Orbital angular momentum of photons and the entanglement of Laguerre-Gaussian modes

TL;DR

This paper reviews the development and experimental investigation of orbital angular momentum (OAM) of photons, highlighting its potential for quantum information and the fundamental questions it raises in quantum physics.

Contribution

It provides a comprehensive review of key experiments on photonic OAM and discusses future research directions in quantum protocols and fundamental questions.

Findings

OAM enables encoding large amounts of information on single photons.

Experimental evidence confirms the quantum entanglement of OAM modes.

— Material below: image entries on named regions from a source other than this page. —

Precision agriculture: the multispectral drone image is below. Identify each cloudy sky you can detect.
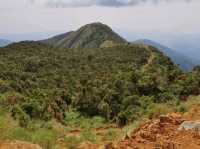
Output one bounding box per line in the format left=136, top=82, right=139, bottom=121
left=0, top=0, right=200, bottom=40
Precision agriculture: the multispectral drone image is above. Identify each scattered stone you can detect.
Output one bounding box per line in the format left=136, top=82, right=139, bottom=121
left=178, top=121, right=200, bottom=132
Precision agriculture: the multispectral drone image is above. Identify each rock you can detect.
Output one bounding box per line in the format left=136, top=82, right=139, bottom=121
left=77, top=142, right=97, bottom=149
left=178, top=121, right=200, bottom=132
left=0, top=141, right=42, bottom=149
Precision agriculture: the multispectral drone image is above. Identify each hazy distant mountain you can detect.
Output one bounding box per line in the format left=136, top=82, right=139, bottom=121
left=0, top=39, right=11, bottom=47
left=42, top=23, right=126, bottom=49
left=133, top=39, right=195, bottom=70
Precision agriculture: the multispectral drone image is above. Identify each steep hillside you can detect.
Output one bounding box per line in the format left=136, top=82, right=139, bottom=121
left=0, top=39, right=11, bottom=47
left=0, top=42, right=192, bottom=123
left=133, top=39, right=195, bottom=70
left=42, top=23, right=126, bottom=49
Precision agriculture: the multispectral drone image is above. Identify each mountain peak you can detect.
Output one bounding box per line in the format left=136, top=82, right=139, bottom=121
left=42, top=22, right=126, bottom=49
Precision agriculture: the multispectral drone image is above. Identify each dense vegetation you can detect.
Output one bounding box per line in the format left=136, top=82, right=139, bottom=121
left=133, top=39, right=195, bottom=71
left=0, top=42, right=200, bottom=127
left=41, top=23, right=126, bottom=49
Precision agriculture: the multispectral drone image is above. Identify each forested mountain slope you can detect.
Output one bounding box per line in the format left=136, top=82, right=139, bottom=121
left=41, top=23, right=126, bottom=49
left=133, top=39, right=195, bottom=70
left=0, top=42, right=200, bottom=125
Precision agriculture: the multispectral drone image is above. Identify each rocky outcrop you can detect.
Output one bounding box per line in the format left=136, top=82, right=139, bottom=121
left=0, top=141, right=42, bottom=149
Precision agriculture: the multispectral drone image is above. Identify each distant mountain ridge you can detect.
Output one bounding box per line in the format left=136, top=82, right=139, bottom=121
left=41, top=23, right=127, bottom=49
left=0, top=39, right=11, bottom=47
left=133, top=39, right=195, bottom=70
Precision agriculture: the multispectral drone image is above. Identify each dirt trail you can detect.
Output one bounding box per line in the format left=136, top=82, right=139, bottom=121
left=114, top=105, right=200, bottom=149
left=79, top=104, right=200, bottom=149
left=0, top=141, right=42, bottom=149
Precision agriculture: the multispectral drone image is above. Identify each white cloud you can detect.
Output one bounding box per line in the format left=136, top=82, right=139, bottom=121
left=29, top=0, right=197, bottom=8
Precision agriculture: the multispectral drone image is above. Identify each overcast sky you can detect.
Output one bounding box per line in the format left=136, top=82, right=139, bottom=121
left=0, top=0, right=200, bottom=34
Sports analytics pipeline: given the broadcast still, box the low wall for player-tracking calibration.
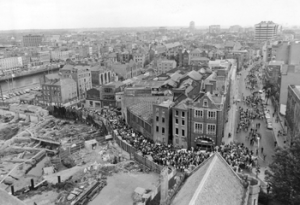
[0,109,39,123]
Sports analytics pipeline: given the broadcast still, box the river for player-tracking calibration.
[0,71,58,94]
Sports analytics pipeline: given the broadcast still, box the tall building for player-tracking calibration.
[41,74,77,105]
[60,65,92,99]
[208,25,221,33]
[23,34,43,47]
[255,21,281,41]
[286,85,300,145]
[189,21,195,31]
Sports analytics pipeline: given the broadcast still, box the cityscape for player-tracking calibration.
[0,0,300,205]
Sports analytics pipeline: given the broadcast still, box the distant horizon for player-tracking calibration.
[0,0,300,31]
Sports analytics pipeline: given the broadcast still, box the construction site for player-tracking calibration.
[0,107,159,205]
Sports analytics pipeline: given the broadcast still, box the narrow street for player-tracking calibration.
[223,61,275,186]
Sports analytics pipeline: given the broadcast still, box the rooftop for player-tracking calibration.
[0,189,25,205]
[172,153,246,205]
[129,103,153,123]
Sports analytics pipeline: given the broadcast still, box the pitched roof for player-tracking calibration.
[172,153,246,205]
[129,103,153,123]
[0,189,26,205]
[187,70,202,80]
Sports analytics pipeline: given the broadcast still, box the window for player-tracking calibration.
[195,110,203,117]
[203,99,208,107]
[206,124,216,134]
[194,122,203,133]
[207,111,217,119]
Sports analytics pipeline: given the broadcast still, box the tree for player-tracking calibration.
[266,137,300,205]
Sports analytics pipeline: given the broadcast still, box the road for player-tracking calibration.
[223,62,275,184]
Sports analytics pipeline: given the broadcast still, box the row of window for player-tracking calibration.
[194,110,217,119]
[194,122,217,134]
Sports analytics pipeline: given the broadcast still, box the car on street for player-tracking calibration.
[267,122,273,130]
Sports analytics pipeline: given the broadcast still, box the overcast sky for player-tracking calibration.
[0,0,300,30]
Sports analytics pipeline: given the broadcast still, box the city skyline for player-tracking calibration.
[0,0,300,30]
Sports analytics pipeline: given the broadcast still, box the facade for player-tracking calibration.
[85,88,101,109]
[0,57,23,74]
[100,81,125,108]
[51,50,73,61]
[152,100,174,144]
[279,65,300,108]
[38,51,51,65]
[90,66,114,86]
[125,60,141,79]
[133,53,146,68]
[255,21,280,41]
[208,25,221,33]
[189,21,195,31]
[60,65,92,99]
[156,59,176,75]
[179,50,189,66]
[286,85,300,145]
[41,74,77,106]
[23,34,43,47]
[189,48,209,66]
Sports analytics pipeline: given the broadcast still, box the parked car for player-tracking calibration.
[267,122,273,130]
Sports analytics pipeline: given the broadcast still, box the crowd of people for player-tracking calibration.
[102,110,212,171]
[218,143,257,172]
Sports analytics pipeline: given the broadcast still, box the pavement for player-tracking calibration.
[223,61,284,185]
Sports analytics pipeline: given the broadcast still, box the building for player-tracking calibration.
[152,100,174,144]
[85,87,102,110]
[229,25,243,33]
[170,152,260,205]
[60,65,92,99]
[132,53,146,68]
[179,49,190,66]
[279,65,300,110]
[189,21,195,31]
[23,34,43,47]
[51,50,73,61]
[286,85,300,145]
[0,57,23,74]
[37,51,51,65]
[255,21,281,41]
[189,48,209,66]
[41,74,77,106]
[100,81,125,108]
[156,59,176,75]
[125,60,142,79]
[208,25,221,33]
[90,65,114,86]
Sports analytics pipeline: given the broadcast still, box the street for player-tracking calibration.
[223,61,275,185]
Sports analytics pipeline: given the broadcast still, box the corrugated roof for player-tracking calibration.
[0,189,26,205]
[129,103,153,123]
[172,153,246,205]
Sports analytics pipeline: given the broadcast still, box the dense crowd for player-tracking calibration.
[218,143,257,171]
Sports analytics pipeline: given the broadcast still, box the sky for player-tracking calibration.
[0,0,300,30]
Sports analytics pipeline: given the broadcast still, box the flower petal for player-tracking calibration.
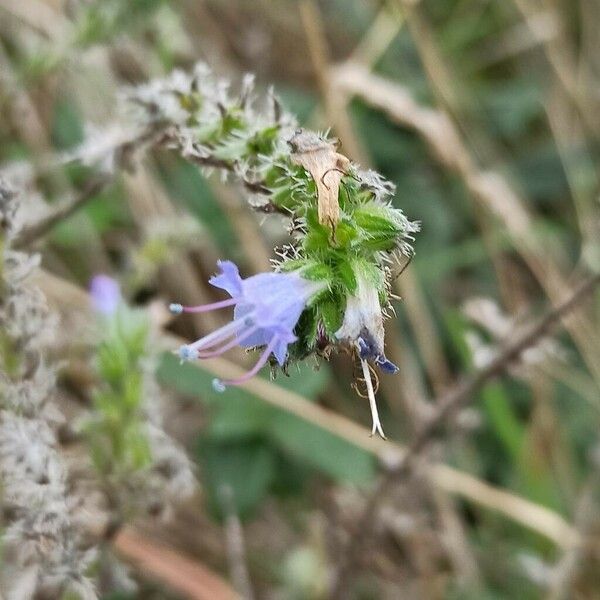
[208,260,242,297]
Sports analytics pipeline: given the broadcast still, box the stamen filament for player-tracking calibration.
[360,358,387,440]
[171,298,237,313]
[213,335,279,389]
[189,319,248,350]
[198,327,258,358]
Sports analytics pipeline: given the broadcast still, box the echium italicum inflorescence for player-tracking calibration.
[132,66,419,436]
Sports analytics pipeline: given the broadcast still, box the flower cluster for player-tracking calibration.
[130,66,419,436]
[170,261,324,392]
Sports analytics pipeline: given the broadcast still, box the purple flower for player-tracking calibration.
[90,275,121,315]
[169,261,323,391]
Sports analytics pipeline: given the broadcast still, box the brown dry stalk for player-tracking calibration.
[113,528,240,600]
[289,129,350,228]
[331,273,600,599]
[334,64,600,381]
[35,271,576,549]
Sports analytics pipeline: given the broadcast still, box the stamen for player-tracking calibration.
[190,319,247,350]
[198,327,258,358]
[360,358,387,440]
[169,298,237,315]
[213,335,279,392]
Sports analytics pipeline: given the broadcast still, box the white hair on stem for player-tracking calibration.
[360,358,387,440]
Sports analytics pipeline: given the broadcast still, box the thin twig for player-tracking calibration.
[13,176,106,248]
[35,271,576,549]
[332,273,600,598]
[335,64,600,382]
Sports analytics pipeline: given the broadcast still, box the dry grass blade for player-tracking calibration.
[37,272,576,548]
[113,529,239,600]
[332,273,600,598]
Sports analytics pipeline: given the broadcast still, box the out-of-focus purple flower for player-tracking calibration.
[90,275,121,315]
[169,261,323,391]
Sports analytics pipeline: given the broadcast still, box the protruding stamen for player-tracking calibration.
[198,327,258,358]
[190,319,245,350]
[375,355,400,375]
[169,298,237,315]
[213,378,227,394]
[360,358,387,440]
[179,344,199,363]
[213,335,278,391]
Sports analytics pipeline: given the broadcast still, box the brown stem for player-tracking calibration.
[330,273,600,599]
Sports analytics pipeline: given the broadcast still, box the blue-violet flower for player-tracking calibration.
[90,275,121,315]
[335,274,398,439]
[169,261,324,392]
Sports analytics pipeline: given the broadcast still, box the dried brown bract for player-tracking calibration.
[288,129,350,228]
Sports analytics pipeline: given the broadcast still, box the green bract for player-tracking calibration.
[134,65,418,360]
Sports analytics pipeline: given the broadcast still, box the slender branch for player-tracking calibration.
[35,271,576,549]
[12,176,112,248]
[331,273,600,598]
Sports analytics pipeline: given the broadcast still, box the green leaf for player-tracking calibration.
[157,354,375,484]
[316,294,344,338]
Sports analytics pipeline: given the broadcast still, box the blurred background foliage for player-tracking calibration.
[0,0,600,599]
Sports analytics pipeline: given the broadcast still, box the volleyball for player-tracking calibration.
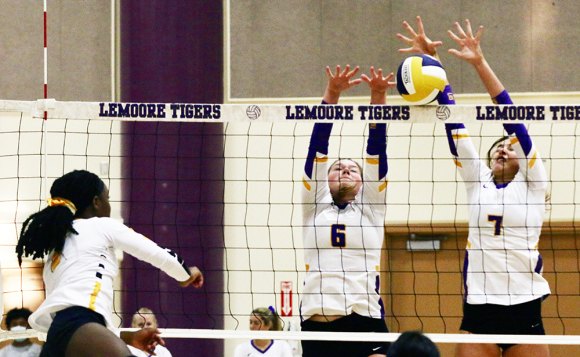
[397,55,447,105]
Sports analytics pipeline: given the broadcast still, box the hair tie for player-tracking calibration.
[46,197,77,216]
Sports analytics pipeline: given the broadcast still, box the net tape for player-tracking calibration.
[0,99,580,123]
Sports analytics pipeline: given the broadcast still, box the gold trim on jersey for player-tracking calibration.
[46,197,77,215]
[302,178,312,191]
[451,134,469,140]
[50,253,61,273]
[528,151,538,169]
[89,281,101,311]
[379,180,389,192]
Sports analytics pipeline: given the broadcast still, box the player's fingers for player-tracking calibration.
[455,21,467,38]
[346,66,360,78]
[403,21,417,37]
[475,26,483,41]
[465,19,473,37]
[399,47,419,53]
[447,48,461,58]
[348,78,362,87]
[417,16,425,34]
[397,33,413,44]
[431,41,443,47]
[447,30,461,43]
[326,66,334,78]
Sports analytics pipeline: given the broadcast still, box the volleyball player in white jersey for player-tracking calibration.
[399,18,550,357]
[300,66,394,357]
[16,171,203,357]
[234,306,292,357]
[129,307,172,357]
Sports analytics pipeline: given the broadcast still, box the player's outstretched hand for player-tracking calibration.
[121,327,165,356]
[324,64,362,104]
[447,19,483,66]
[361,66,397,104]
[397,16,443,57]
[179,267,203,288]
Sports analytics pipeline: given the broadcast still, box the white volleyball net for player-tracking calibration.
[0,101,580,356]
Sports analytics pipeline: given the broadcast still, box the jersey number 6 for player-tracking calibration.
[330,224,346,248]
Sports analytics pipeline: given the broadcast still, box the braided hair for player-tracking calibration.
[16,170,105,265]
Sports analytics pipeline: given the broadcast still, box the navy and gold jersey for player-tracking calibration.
[29,217,190,332]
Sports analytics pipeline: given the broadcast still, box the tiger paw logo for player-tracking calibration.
[435,105,451,121]
[246,105,262,120]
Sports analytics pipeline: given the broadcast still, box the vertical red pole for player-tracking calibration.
[43,0,48,120]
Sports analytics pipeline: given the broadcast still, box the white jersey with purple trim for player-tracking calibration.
[300,153,387,319]
[28,217,190,332]
[448,127,550,305]
[234,340,292,357]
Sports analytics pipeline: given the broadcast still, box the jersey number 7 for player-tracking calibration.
[487,214,503,236]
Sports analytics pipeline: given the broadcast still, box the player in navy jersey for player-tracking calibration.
[399,18,550,357]
[16,171,203,357]
[300,65,394,357]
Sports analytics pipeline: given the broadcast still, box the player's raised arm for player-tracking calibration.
[110,219,203,287]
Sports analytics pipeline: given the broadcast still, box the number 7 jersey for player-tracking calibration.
[445,124,550,305]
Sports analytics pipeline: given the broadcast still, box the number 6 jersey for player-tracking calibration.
[300,124,387,319]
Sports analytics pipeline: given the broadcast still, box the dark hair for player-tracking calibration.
[6,307,32,329]
[387,331,439,357]
[487,136,510,167]
[252,306,282,331]
[16,170,105,264]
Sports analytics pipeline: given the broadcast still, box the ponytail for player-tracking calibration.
[16,170,105,265]
[16,206,77,265]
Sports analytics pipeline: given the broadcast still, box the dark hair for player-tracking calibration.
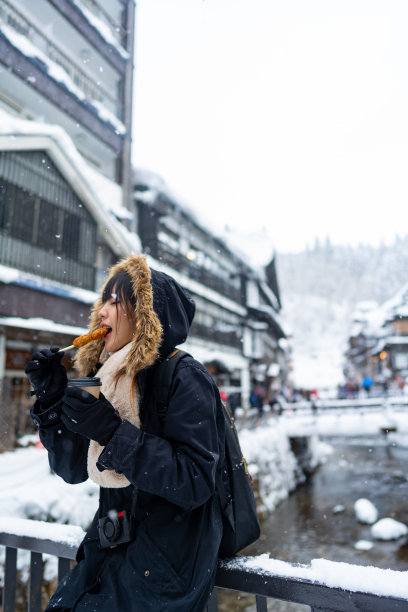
[102,272,136,310]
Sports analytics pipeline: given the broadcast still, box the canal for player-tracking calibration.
[220,434,408,612]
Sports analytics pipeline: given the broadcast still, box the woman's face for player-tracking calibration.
[99,293,135,353]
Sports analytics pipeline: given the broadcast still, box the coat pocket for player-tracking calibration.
[125,528,187,601]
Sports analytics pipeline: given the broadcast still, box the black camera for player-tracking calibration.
[98,510,135,548]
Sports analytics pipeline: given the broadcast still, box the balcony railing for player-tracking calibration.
[0,0,121,119]
[0,519,408,612]
[155,243,242,304]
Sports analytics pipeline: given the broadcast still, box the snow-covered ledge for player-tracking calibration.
[0,516,408,609]
[225,554,408,600]
[0,516,85,554]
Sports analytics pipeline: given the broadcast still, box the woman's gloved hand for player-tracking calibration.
[24,346,67,405]
[61,387,122,446]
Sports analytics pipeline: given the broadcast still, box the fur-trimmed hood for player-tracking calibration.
[75,255,195,376]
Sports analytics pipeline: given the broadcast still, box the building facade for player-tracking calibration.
[0,0,134,206]
[134,170,287,408]
[0,0,139,448]
[345,285,408,391]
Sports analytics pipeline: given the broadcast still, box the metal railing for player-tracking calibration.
[0,520,408,612]
[277,395,408,412]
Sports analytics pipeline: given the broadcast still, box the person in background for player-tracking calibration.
[25,255,224,612]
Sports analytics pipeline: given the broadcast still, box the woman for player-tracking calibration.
[26,256,224,612]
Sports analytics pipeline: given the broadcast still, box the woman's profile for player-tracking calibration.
[26,255,224,612]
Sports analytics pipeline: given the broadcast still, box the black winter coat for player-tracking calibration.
[32,260,224,612]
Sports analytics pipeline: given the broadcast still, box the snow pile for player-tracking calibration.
[354,497,378,525]
[239,420,327,512]
[0,446,99,529]
[371,518,408,540]
[225,554,408,598]
[354,540,374,550]
[0,516,85,548]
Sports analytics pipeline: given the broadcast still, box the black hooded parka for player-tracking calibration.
[32,256,224,612]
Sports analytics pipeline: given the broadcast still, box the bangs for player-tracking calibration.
[102,272,136,308]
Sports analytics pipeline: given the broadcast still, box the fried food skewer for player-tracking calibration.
[58,327,110,353]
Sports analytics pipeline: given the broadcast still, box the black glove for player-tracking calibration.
[61,387,122,446]
[24,346,67,406]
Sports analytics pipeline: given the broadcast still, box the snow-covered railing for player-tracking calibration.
[279,395,408,412]
[0,517,408,612]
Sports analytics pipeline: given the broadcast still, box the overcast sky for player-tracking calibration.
[133,0,408,252]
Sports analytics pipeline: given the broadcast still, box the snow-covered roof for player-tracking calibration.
[0,265,98,304]
[0,317,87,336]
[73,0,129,59]
[0,109,141,257]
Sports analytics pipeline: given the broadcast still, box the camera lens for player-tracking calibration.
[103,519,119,540]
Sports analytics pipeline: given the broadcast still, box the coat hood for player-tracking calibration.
[75,255,195,376]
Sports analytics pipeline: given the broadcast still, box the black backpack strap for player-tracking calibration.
[153,349,190,425]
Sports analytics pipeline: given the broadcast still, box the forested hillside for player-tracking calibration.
[277,236,408,387]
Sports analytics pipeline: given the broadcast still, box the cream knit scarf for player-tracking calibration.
[88,342,140,489]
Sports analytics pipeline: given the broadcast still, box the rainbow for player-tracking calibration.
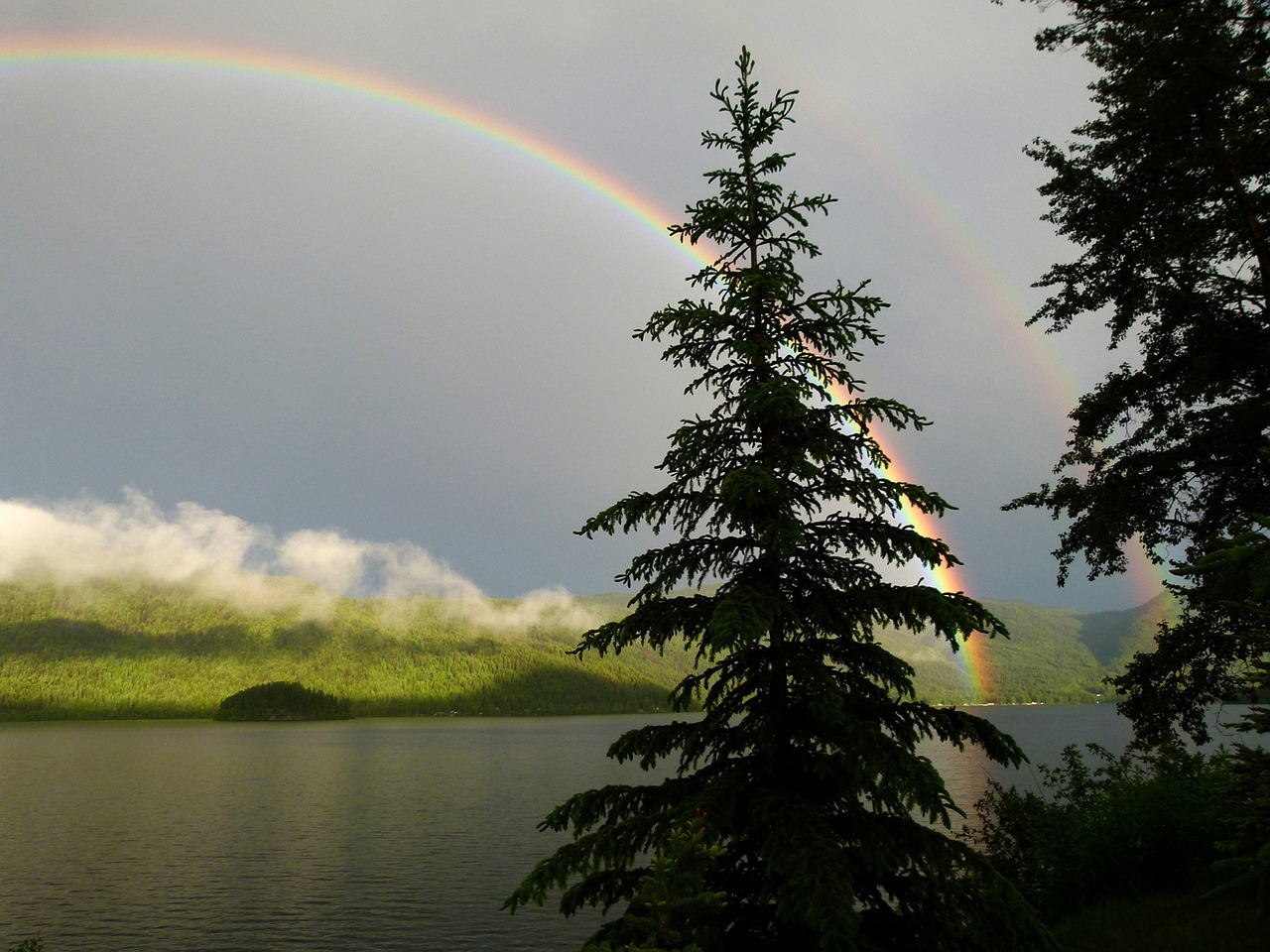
[0,37,1072,699]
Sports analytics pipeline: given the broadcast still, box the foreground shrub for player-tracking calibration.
[961,744,1228,921]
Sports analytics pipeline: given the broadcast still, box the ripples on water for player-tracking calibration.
[0,706,1229,952]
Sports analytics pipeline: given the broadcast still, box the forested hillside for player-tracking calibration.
[0,583,1162,720]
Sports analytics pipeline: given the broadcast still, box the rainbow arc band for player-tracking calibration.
[0,37,1158,701]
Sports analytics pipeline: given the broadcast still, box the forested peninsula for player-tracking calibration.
[0,580,1170,720]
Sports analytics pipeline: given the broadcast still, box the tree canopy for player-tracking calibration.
[505,50,1045,952]
[1010,0,1270,729]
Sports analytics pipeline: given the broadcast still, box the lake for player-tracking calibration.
[0,704,1249,952]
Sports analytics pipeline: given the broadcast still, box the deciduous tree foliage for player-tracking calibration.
[1011,0,1270,907]
[1011,0,1270,733]
[505,51,1044,952]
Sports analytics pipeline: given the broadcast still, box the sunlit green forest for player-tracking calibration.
[0,581,1161,720]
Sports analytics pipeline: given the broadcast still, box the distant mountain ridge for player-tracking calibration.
[0,581,1176,720]
[883,593,1178,704]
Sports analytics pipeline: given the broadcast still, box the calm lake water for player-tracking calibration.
[0,704,1249,952]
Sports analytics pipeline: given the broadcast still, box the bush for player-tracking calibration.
[961,744,1228,921]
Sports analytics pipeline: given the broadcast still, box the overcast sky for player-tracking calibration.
[0,0,1152,608]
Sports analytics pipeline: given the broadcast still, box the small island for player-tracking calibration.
[212,680,353,721]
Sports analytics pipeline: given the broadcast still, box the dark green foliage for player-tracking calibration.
[1012,0,1270,588]
[505,51,1045,952]
[583,816,727,952]
[1011,0,1270,734]
[213,680,353,721]
[1011,0,1270,908]
[961,744,1228,921]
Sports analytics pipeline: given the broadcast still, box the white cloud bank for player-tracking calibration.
[0,490,590,631]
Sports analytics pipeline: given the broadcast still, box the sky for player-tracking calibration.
[0,0,1158,611]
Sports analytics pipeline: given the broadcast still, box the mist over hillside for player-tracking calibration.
[0,490,590,630]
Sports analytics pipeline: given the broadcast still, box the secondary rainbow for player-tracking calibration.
[0,37,992,699]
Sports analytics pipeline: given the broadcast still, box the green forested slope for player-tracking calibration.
[0,583,1162,720]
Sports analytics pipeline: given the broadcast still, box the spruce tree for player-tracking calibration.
[505,50,1045,952]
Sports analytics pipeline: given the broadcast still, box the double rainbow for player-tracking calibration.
[0,37,1091,699]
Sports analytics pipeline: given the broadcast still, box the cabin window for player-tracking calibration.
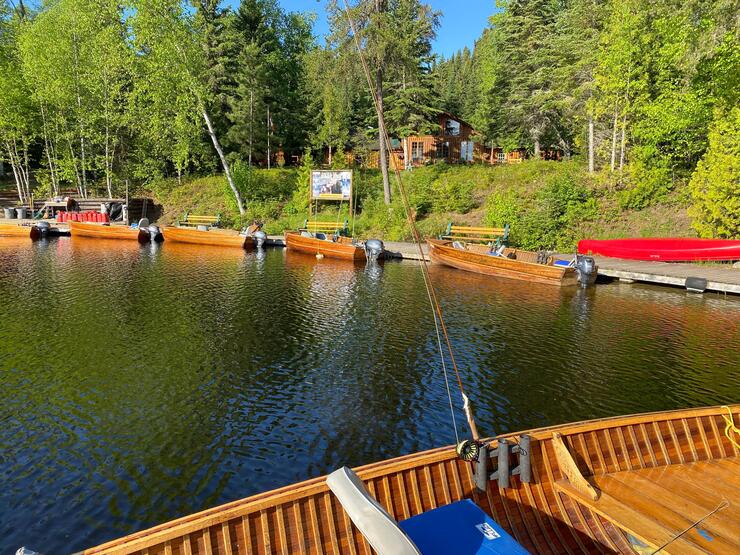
[445,119,460,137]
[437,141,450,160]
[460,141,473,162]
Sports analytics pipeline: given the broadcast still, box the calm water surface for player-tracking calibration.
[0,239,740,554]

Open questions remain about the full potential and applications of photonic OAM.

Abstract

The identification of orbital angular momentum (OAM) as a fundamental property of a beam of light nearly twenty-five years ago has led to an extensive body of research around this topic. The possibility that single photons can carry OAM has made this degree of freedom an ideal candidate for the investigation of complex quantum phenomena and their applications. Research in this direction has ranged from experiments on complex forms of quantum entanglement to the interaction between light and quantum states of matter. Furthermore, the use of OAM in quantum information has generated a lot of excitement, as it allows for encoding large amounts of information on a single photon. Here we explain the intuition that led to the first quantum experiment with OAM fifteen years ago. We continue by reviewing some key experiments investigating fundamental questions on photonic OAM and the first steps into applying these properties in novel quantum protocols. In the end, we identify several interesting open questions that could form the subject of future investigations with OAM.